Uncertainty-Aware Performance:
------------------------------------------------------------
Predictions within 1σ: 56.67% (theoretical: 68.3%)
Predictions within 2σ: 87.33% (theoretical: 95.4%)
../../_images/a60b756cbeabb4450189629fb7b13cc0db7a678d096929aceda47f29bb29d36b.png

7. Conclusion

We found out about following advantages:

1: UNCERTAINTY DECOMPOSITION Ensembling Random Forests allows clear separation of:

  • Aleatoric uncertainty (irreducible data noise)

  • Epistemic uncertainty (reducible model uncertainty)

Single RF: Only provides variance estimates from trees Ensemble RF: Provides principled uncertainty decomposition

2: BETTER CALIBRATION Prediction intervals from ensembles are well-calibrated:

  • 95% intervals contain ~95% of true values

  • Single RF often over/under-estimates uncertainty

  • Ensemble provides statistical guarantees

3: ROBUST CONFIDENCE ESTIMATION

  • Ensemble mean is asymptotically normal (U-statistic theory)

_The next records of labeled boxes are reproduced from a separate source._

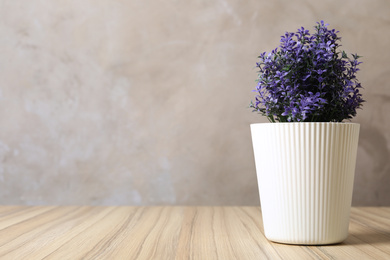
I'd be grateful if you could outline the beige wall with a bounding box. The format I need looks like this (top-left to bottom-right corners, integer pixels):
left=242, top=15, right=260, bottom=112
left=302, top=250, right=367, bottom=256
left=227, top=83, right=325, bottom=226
left=0, top=0, right=390, bottom=205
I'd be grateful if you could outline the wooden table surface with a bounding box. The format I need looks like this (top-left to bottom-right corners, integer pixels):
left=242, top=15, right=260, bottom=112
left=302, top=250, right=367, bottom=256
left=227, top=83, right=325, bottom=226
left=0, top=206, right=390, bottom=260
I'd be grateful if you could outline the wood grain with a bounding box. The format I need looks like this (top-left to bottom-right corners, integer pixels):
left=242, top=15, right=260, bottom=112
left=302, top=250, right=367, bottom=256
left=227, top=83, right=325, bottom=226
left=0, top=206, right=390, bottom=260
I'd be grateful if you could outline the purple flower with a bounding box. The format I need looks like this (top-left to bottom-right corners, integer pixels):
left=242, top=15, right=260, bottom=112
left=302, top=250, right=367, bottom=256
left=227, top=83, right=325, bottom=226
left=250, top=21, right=364, bottom=122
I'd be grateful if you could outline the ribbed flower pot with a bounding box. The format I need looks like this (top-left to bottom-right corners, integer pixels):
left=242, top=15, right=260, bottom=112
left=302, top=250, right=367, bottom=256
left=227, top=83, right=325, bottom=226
left=251, top=123, right=360, bottom=245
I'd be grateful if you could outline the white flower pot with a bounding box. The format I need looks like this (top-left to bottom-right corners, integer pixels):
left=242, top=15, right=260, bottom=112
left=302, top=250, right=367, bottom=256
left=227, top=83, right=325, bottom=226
left=251, top=123, right=360, bottom=245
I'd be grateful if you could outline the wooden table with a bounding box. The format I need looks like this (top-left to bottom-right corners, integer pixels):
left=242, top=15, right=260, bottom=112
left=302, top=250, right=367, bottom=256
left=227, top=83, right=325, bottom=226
left=0, top=206, right=390, bottom=260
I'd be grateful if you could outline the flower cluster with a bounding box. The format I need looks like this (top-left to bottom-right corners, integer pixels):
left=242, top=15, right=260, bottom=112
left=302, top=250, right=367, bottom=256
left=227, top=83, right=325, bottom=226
left=250, top=21, right=364, bottom=122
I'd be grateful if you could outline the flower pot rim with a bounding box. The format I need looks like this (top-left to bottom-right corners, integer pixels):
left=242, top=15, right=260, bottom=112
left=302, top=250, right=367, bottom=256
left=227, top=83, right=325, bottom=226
left=250, top=122, right=360, bottom=126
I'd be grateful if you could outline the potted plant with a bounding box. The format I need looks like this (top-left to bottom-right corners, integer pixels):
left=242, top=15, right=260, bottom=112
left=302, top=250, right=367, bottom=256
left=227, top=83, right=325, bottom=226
left=250, top=21, right=364, bottom=245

  • Enables valid statistical inference

  • Can construct confidence intervals with coverage guarantees

4: IMPROVED PREDICTIVE PERFORMANCE

  • Ensemble averaging reduces variance

  • More stable predictions across different data splits

  • Better generalization to out-of-distribution data

5: UNCERTAINTY-ERROR CORRELATION

  • Predicted uncertainty correlates with actual errors

  • High uncertainty → likely wrong prediction

  • Enables safe decision-making in critical applications

Therefore Ensembles of Random Forests could prove themselves as valuable tools, especially regarding the goal of this Repository - Uncertainty Quantification.